Frequently asked questions (FAQ)

Can I access the raw input data (for example, specific search queries or mobility traces)?

No. The Population Dynamics Insights embeddings are generated from aggregated, privacy-preserving signals. To ensure user privacy, we don't provide specific user traces, individual search histories, or raw movement patterns. The embeddings provide a latent representation of these behaviors, optimized for modeling and prediction, rather than raw analytics.

Are the vector dimensions interpretable (for example, is Dimension 5 "Coffee")?

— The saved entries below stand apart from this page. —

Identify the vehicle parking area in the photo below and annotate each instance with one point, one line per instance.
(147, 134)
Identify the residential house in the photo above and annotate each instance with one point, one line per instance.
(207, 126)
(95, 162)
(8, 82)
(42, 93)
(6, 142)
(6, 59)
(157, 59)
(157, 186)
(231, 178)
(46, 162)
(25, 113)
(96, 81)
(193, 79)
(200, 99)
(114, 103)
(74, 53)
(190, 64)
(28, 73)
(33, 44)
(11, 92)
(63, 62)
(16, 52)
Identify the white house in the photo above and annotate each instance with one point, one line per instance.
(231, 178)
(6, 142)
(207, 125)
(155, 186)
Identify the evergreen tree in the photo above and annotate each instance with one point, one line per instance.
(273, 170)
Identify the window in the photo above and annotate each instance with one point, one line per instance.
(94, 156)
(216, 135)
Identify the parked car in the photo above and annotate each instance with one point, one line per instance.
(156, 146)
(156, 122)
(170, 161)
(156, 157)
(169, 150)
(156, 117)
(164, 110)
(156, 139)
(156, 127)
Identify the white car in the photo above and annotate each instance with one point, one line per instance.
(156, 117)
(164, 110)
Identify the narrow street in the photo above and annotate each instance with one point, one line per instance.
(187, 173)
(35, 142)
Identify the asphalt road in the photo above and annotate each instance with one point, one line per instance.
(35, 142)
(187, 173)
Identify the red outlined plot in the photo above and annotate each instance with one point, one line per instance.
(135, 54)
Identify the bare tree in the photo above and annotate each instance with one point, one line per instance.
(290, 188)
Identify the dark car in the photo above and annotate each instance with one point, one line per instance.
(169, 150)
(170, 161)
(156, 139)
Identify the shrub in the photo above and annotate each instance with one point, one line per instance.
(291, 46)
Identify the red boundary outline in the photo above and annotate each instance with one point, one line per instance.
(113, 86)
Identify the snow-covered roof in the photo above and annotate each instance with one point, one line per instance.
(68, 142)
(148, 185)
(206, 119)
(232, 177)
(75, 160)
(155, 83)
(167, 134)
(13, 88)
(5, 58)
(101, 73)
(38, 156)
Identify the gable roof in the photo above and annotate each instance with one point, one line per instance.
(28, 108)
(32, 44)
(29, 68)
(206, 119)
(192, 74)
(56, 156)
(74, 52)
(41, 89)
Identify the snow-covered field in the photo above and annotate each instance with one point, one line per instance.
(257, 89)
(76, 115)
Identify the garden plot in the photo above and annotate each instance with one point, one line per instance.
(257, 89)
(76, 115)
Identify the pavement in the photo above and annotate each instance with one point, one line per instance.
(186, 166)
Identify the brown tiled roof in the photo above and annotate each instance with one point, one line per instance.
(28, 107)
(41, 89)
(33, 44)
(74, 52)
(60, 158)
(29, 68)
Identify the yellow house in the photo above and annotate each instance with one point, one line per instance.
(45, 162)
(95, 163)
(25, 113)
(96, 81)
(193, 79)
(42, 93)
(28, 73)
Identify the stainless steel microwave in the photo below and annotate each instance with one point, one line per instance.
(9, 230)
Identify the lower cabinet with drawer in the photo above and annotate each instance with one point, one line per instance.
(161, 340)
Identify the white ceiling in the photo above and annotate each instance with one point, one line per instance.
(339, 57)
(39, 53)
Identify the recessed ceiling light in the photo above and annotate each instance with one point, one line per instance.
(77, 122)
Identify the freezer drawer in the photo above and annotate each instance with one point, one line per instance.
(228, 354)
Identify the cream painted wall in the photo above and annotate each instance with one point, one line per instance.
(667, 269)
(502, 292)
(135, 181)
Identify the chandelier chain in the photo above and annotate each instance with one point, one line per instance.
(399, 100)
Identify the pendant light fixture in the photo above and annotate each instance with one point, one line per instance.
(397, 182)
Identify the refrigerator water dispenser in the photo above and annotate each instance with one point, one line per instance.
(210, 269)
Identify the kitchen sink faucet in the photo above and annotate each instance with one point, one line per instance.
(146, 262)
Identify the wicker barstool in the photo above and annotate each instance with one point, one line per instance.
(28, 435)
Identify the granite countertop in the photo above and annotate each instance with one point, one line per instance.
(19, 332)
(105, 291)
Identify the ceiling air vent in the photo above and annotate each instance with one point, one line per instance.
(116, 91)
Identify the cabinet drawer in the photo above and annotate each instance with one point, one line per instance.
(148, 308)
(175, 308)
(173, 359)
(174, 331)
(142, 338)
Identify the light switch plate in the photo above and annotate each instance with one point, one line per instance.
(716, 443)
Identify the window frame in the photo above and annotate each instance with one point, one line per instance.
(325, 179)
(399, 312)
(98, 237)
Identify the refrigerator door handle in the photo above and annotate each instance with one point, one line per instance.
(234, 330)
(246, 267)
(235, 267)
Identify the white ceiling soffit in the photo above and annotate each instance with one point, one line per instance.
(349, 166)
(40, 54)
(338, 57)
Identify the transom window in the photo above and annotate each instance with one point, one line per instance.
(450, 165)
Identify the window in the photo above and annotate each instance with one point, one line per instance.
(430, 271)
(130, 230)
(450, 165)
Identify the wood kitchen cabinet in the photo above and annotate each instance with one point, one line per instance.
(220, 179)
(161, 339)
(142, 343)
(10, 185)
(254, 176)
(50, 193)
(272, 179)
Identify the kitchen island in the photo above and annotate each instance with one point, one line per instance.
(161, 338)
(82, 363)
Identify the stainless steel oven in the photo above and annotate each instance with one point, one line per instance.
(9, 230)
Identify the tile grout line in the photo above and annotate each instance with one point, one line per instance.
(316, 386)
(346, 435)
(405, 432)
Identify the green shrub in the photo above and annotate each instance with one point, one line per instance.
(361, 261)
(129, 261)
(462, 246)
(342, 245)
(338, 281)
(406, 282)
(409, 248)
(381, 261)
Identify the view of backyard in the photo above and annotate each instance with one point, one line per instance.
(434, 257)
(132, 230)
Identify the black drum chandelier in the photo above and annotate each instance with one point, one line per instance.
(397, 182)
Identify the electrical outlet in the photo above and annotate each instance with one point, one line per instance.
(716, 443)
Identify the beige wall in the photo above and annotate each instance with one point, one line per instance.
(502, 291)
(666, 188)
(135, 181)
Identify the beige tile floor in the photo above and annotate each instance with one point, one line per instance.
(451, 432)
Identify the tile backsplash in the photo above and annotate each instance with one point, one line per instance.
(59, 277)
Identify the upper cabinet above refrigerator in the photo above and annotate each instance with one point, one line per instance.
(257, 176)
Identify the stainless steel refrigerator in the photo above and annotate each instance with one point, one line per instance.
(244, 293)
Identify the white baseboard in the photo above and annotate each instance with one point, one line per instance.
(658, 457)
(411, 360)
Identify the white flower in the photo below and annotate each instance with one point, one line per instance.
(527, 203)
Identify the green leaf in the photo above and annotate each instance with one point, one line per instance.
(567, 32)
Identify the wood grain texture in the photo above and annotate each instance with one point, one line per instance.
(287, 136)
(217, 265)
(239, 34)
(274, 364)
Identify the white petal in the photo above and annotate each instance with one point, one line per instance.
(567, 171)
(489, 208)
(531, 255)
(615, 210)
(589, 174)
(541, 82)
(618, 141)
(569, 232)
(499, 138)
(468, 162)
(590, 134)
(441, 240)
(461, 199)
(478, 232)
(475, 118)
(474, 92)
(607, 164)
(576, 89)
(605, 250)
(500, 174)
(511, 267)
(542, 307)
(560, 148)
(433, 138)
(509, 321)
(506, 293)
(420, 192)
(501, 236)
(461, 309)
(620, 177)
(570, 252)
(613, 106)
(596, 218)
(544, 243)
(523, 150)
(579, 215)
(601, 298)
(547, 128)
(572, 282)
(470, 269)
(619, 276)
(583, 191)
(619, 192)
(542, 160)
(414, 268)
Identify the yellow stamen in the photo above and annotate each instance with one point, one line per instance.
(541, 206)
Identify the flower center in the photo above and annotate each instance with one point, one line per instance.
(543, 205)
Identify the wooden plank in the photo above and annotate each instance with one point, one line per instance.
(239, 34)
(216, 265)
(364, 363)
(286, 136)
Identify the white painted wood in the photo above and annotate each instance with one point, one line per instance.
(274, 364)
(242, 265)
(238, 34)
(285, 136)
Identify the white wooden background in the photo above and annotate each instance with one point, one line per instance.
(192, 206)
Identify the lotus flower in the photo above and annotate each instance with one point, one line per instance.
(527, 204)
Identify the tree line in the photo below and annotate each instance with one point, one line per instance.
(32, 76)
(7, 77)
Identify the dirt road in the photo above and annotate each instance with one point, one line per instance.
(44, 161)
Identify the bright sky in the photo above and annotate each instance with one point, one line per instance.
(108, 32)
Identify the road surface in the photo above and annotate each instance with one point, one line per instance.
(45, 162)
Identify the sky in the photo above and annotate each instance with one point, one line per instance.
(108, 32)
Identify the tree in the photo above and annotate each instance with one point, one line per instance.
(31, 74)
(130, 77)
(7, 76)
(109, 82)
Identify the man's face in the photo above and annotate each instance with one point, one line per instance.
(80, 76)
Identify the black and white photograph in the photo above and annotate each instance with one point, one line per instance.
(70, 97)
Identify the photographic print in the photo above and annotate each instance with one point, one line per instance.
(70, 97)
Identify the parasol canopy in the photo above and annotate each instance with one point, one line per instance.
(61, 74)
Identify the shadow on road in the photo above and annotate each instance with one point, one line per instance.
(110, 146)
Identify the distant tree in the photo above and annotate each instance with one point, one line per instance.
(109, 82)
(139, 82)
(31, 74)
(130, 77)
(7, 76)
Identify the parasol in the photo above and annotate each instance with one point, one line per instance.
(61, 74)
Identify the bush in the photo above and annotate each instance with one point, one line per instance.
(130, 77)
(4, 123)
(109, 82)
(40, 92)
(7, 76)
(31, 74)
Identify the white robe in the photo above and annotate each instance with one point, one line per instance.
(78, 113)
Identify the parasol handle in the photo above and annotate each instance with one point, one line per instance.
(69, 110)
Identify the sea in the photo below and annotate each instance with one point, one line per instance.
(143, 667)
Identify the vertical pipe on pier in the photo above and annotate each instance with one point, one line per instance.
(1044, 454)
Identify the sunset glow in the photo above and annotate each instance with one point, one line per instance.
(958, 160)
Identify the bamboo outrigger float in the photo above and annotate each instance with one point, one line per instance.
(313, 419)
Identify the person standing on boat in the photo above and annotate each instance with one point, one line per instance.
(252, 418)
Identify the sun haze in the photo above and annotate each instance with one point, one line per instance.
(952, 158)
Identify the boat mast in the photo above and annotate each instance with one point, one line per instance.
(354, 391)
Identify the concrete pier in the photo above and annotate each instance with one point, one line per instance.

The vectors are latent representations, meaning they capture abstract patterns rather than specific, human-readable labels. While we know that indices 0–127 derive from Search Trends, a specific index (like index 5) does not map one-to-one to a single keyword like "Coffee." Instead, it represents a complex feature of search behavior learned by the model.

Does the dataset include polygon boundaries (Shapefiles)?

The dataset provides S2 cell IDs (geo_id) and Place IDs for geographic identifiers (such as admin 1 and admin 2 regions), but it does not include the raw polygon geometry (WKT/Shapefiles) for the regions.

  • For Visualization: You can plot the centroids directly using tools like BigQuery GeoViz, or use geometry libraries to calculate the S2 polygon from the hex token.
  • For Spatial Joins: If you need precise boundary operations (for example, ST_CONTAINS), we recommend joining this dataset with public boundary datasets (available in BigQuery Public Data).